C’est à Shanghai que l’aventure démarre. Nous y faisons la connaissance de Serge Vaxelaire, lequel apprend peu ou prou dans le même temps qu’il est viré, cocu et surnommé “Diao Si” (non, je ne traduirai pas, à vous de découvrir ce que ça veut dire ! ^^). Mais dans l’esprit de ce français moyen aussi fade qu’insignifiant frétillent une imagination débordante doublée d’une inspiration certaine pour commettre le crime parfait. Quelques années plus tard, tandis qu’il mène une vie paisible et plate à Beausanges, petite bourgade en plein déclin et nouvelle terre d’accueil des ouaouarons (non, je ne vous dirai pas ce que c’est non plus ! ^^), le crime parfait refait surface à travers un autre…
Et nous voici embarqués au cœur d’une enquête pour le moins originale, aux côtés de personnages diablement atypiques ! De sa plume inimitable et unique, reconnaissable entre toutes, Victor Guilbert nous offre une intrigue aussi sombre que l’humour qui l’anime, à froid, empreint d’impertinence et d’ironie, voire même d’un soupçon de cynisme… Pour mieux faire passer quelques messages et nous permettre de les retenir, durablement. N’en déplaise aux climatosceptiques (notamment). A l’image du bulletin météo de Beausanges, l’ambiance se révèle aussitôt moite et étouffante, pesante et oppressante… Malsaine… Tout comme le sont finalement ses habitants : Car sous couvert de l’image respectable et irréprochable qu’ils essaient de renvoyer à la face du monde, ces chers concitoyens ne le sont pas tant… Dès lors, le vernis se craquelle sitôt qu’on le gratouille un tantinet et, au fil des investigations, les secrets finissent par tomber et les vérités par éclater.
Mais si le récit s’avère aussi brillamment mené, c’est justement parce qu’il est porté par des protagonistes qui détonnent autant qu’ils déconnent, fort bien nuancés, à la psychologie finement étoffée. Chacun a ses failles, ses fautes, son petit lot de péchés, ses maigres qualités et ses jolis défauts… D’ailleurs je ne sais pas si c’était l’ambition de l’auteur ou s’il s’agit simplement d’une vue de mon esprit survolté, mais j’ai beaucoup aimé le parallèle qu’on peut établir entre cette ville en totale décrépitude et l’état de santé de deux de nos personnages… Et les décisions ou réactions qui en découlent en conséquence. C’est prenant de bout en bout, on accompagne Simon et Garfunkel (non, je ne vous dirai pas qui c’est, encore une fois ! ^^) dans leurs curieuses pérégrinations et on enchaine les chapitres sans discontinuer ni se préoccuper de la température ambiante.

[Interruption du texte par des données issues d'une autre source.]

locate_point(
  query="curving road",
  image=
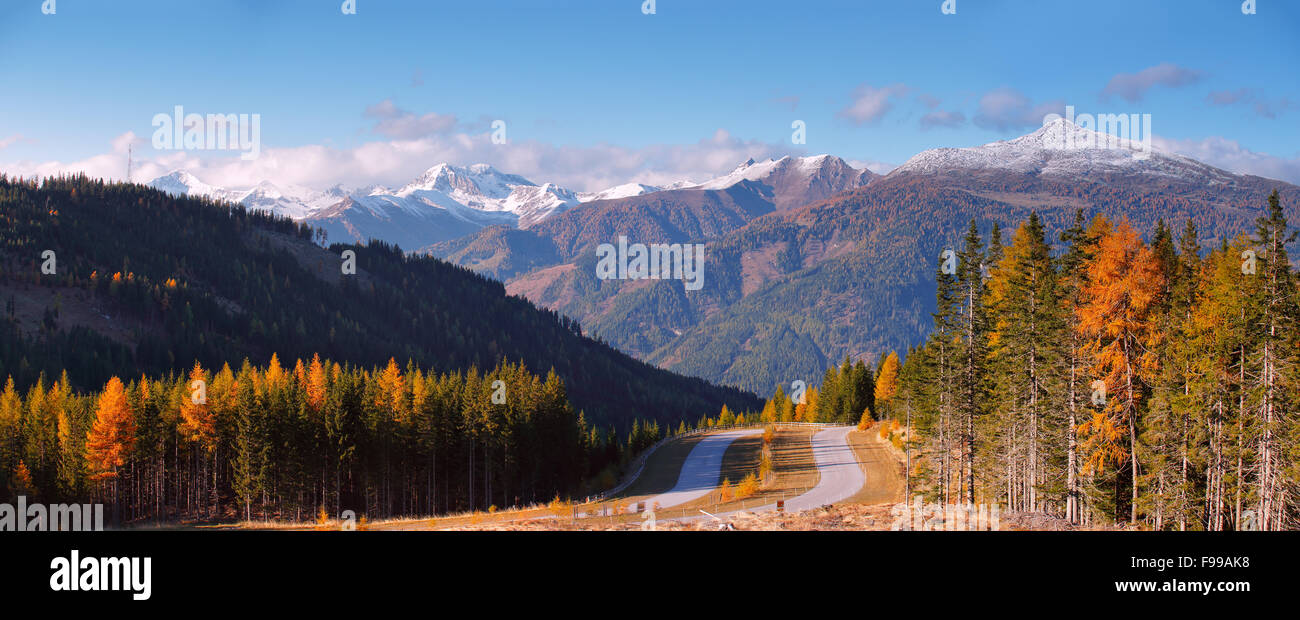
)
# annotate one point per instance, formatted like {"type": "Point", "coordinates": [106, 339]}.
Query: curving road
{"type": "Point", "coordinates": [701, 471]}
{"type": "Point", "coordinates": [837, 463]}
{"type": "Point", "coordinates": [839, 468]}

En bref, j’ai beaucoup aimé cette étonnante enquête menée par Barthélémy Féroce et signée Victor Guilbert… En attendant de pouvoir trinquer avec ce dernier avec une Chérubinouze, je vous laisse quelques savoureues citations : A la vôtre !

“Comme quoi, on peut être à la fois assassin et honnête.”

“Il aime les silences. Cette communion parfaite entre l’espace et le temps, la seule parenthèse où le monde cesse de vous emmerder.”

“L’enfant est un espoir qui devient un adulte décevant.”